Lernen als Entdeckungsreise

Autor:in - Christel Manske
Themenbereiche: Rezension
Schlagwörter: Entwicklung, Schule, Didaktik, Lernen
Textsorte: Rezension
Copyright: © Christel Manske 2008

Titelseite:

Buchinformationen:

AutorIn/Hrsg.: Christel Manske

Titel: Jenseits von PISA. Lernen als Entdeckungsreise

Infos: Eigenverlag 2008, Hamburg, 269 Seiten

Themenbereich: Schule

Kurzbeschreibung:

Buchbesprechung von Manfred Jödecke

"Findet die Stellen im Buch, mit denen ihr etwas anfangen könnt. Wir lesen und schreiben nicht mehr in der herkömmlichen Weise. Es gibt keinen Tod des Buches, sondern eine neue Art des Lesens. In einem Buch gibt's nichts zu verstehen, aber viel, womit man etwas anfangen kann. Ein Buch muss mit etwas anderem eine Maschine bilden, es muss ein kleines Werkzeug für ein Außen sein. Keine Repräsentation der Welt, auch keine Welt als Bedeutungsstruktur. Das Buch ist kein Wurzel- Baum, sondern Teil eines Rhizoms; Plateau eines Rhizoms für den Leser, zu dem es passt. Die Kombinationen, Permutationen und Gebrauchsweisen sind dem Buch nie immanent, sondern hängen von seinen Verbindungen mit diesem oder jenem Außen ab. Jawohl, nehmt was ihr wollt!"

(Aus: Gilles Deleuze/ Felix Guattari, Rhizom, Merve Verlag Berlin, S.40)

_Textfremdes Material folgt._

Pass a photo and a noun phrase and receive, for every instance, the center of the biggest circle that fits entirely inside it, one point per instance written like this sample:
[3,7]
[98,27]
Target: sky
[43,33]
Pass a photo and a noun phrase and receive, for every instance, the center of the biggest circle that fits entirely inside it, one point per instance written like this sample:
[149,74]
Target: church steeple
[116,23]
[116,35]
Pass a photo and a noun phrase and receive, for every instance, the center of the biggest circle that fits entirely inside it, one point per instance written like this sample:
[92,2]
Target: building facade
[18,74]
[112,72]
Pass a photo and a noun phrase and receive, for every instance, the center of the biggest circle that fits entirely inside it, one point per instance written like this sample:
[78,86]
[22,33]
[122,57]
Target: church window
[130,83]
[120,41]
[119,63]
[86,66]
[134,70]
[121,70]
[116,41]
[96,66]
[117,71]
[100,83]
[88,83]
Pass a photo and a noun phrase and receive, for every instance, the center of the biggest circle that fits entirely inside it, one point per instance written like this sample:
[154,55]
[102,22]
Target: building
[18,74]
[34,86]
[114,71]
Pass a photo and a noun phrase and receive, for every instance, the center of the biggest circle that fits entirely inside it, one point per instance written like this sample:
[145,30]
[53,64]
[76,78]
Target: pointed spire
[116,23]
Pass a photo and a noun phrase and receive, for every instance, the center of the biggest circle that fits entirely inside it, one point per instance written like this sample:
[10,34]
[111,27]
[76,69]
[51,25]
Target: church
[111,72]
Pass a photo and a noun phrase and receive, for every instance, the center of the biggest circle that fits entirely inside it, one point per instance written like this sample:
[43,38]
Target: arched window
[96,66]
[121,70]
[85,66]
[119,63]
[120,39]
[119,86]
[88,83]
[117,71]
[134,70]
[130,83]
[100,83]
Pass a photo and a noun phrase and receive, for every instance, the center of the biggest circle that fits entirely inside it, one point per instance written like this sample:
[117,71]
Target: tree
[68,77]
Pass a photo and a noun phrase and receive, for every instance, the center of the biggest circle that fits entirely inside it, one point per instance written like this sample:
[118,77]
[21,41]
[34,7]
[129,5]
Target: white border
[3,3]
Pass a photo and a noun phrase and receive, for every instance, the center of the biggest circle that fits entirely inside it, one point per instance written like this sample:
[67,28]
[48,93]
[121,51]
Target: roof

Alle Kinder sollen geistig wachsen, zu dem werden können, was sie ihrem Wesen nach sind. Damit dies gelingt, brauchen sie eine adäquate soziale und pädagogische Umgebung, die eine Vorstellung, ja einen Begriff von dem hat, was aus jedem einzelnen Kinde werden könnte. Eine adäquate pädagogische Umgebung entwickelt sich in einem handelnden Unterricht, der die Kinder mit ihren Bedürfnissen, Motivationen und Befindlichkeiten wahrnimmt und in den Mittelpunkt des Geschehens rückt. Nur so finden sie heraus, was ihnen wichtig ist und was sie gut können. Eine adäquate pädagogische Umgebung schafft Raum für individuelle persönliche Entwicklung.

Die Praxis von Frau Dr. Christel Manske ist so beschaffen, dass sie zu spannenden Entdeckungsreisen einlädt, eine Fülle von Möglichkeiten bereit hält: Spiele, (materielle und materialisierte) Gegenstände, Symbole und Zeichen, vor allem aber interessierten Reiseführer und Begleiter, die gespannt darauf sind, was die Kinder schon alles erfahren und gelernt haben, die aber auch verstehen und aushalten können, was die Kinder an Frustrationen und Verzweiflung im Einzelfall mitbringen. Alle Verhaltensweisen werden akzeptiert, oder besser die Kinder in ihrer Differenz (vgl. etwa die Dekonstruktion der begriffe "Down", "Autist", ADHS- Kind") anerkannt:

  • Auf welcher Stufe ihrer Entwicklung fühlen sich die Kinder wohl, können sie mit sich und mit anderen etwas anfangen?

  • Was macht sie handlungs- und entwicklungsfähig?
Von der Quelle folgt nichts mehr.